Donald Sundgren is Still Building Foundations at Dillingham

Donald Sundgren has a strong opinion regarding his favorite job in the construction industry. It's - surprise - not in the board room.

"I think the best job in construction is out working on a project or running a project, because you get to see the fruits of your labor immediately," he begins. "You're a business owner every guy that's running a project for us in the field, he's a business owner. He's got his own staff of people right there, his own set of resources, and it's up to him to put those together in the right way to make the thing successful. It's a wonderful thing to do."

A Co-op Kid

Sundgren's experience in construction began when he was an engineering student at the University of Cincinnati, which he attended after growing up in Buffalo, New York.

"I looked around at various engineering schools and the University of Cincinnati had a pretty well known co-op program whereby you would go to school for half a year and work for half a year, and the university lined up your co-op job," he explains.

After one summer spent in Buffalo digging ditches and installing gas lines into houses "I learned very well how to use a shovel," he laughs Sundgren's next co-op job was on a J.A. Jones Construction project, a navigation lock and dam on the Ohio River.

"It was a seven year project and I was there about three years," he says. It was his first exposure to construction and he took an immediate liking to it.

His first tasks there consisted of things like filing, making copies of drawings, and doing some drafting work. "Just every level of fairly menial task there is," he adds. "Really, it was great. I got a terrific background in that. It's not something you want to skip over."

After leaving Cincinnati with a graduate degree in 1969, Sundgren spent two years on active duty in the Army, teaching at Fort Belvoir, Virginia and fulfilling his ROTC obligation.

The Field and the Classroom

He returned to J.A. Jones in 1971, working as an on-site manager on projects on the East Coast and Southeast. He then accepted an offer to return to teaching in 1977 at Purdue University. He had intended to stay for three to five years, but it didn't turn out that way.

"Teaching is wonderful I love it, I'd like to do it for my whole life but it's pretty underpaid for the service that's provided," he says.

After going through what he calls "one of the worst winters to ever hit Lafayette, Indiana" and don't forget this assessment is coming from a Buffalo native a job offer came in from Watkins Engineers and Constructors, a full service engineering and construction company based in Tallahassee, Florida. "Florida looked pretty good at that point in time," he says.

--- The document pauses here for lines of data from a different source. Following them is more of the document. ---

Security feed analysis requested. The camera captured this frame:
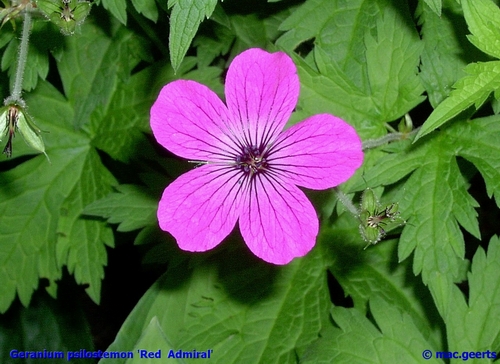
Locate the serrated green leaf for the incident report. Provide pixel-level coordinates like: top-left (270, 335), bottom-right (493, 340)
top-left (101, 245), bottom-right (329, 364)
top-left (414, 61), bottom-right (500, 142)
top-left (132, 0), bottom-right (158, 23)
top-left (294, 47), bottom-right (385, 137)
top-left (56, 150), bottom-right (116, 304)
top-left (365, 5), bottom-right (425, 121)
top-left (0, 292), bottom-right (93, 364)
top-left (102, 0), bottom-right (127, 25)
top-left (300, 295), bottom-right (442, 363)
top-left (417, 0), bottom-right (486, 108)
top-left (424, 0), bottom-right (443, 16)
top-left (398, 142), bottom-right (466, 283)
top-left (462, 0), bottom-right (500, 58)
top-left (126, 316), bottom-right (178, 364)
top-left (443, 236), bottom-right (500, 352)
top-left (319, 218), bottom-right (440, 346)
top-left (83, 185), bottom-right (158, 231)
top-left (449, 115), bottom-right (500, 206)
top-left (57, 22), bottom-right (147, 127)
top-left (168, 0), bottom-right (217, 72)
top-left (276, 0), bottom-right (366, 52)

He had other reasons, too.

"The Watkins organization itself was small, felt like more of a family atmosphere, and had a reputation for doing very good work for very good clients," he says.

Key to the deal was Watkins' business philosophy, one which Sundgren shares to this day.

"They were doing business in a way that was positive and had a good, positive relationship with their clients," he says. "It was kind of getting out of the harshness of some other aspects of the business and into more of a win-win for both the contractor and the client. A lot of construction is really hard nosed and claim intensive, with adversarial relationships with owners."

Still a Project Manager

After leaving graduate school, Sundgren's construction career had mainly consisted of work as an on-site manager.

He continued as a project manager with Watkins until 1983, then moved into the Tallahassee headquarters in 1983, the same year that Dillingham acquired the Florida firm.

"In 1987, my predecessor retired and I was named to succeed him as president, and I served in that role until I moved out here (as president and CEO of Dillingham) in 1997."

There are elements of the site work that he misses.

"Running a project, I think you can kind of get your hands around it, put your resources together and really go after it," he explains. "When you get to a position in a corporate office, you're quite a bit removed from a lot of that, though not entirely."

A Different Satisfaction

One of Sundgren's challenges has been finding different ways to measure both his and the company's performance, without the clear-cut budget and cost information any on-site manager has.

"Instead, you've got to measure yourself against, 'What am I really doing to meet the obligation I have to the company and the people in it?' You can't assume that you're in a position where the people in the company are there to serve you in fact, it's just the other way around," he explains. "The success of an organization comes about from the people working in the organization, not from the leadership of the organization.

"The leadership has the obligation to make sure that the company is generally going in the right direction."

Despite the fact that he's not on hand to oversee concrete deliveries, he's still building a foundation.

"I think the best way for us to be successful is for us to provide people the opportunity to do their jobs well, give them an environment where they've got the chance to be successful and then get out of the way and let them do their jobs well," he says. "The satisfaction comes from seeing the organization work in that manner; the satisfaction is almost in being a spectator to all that going on."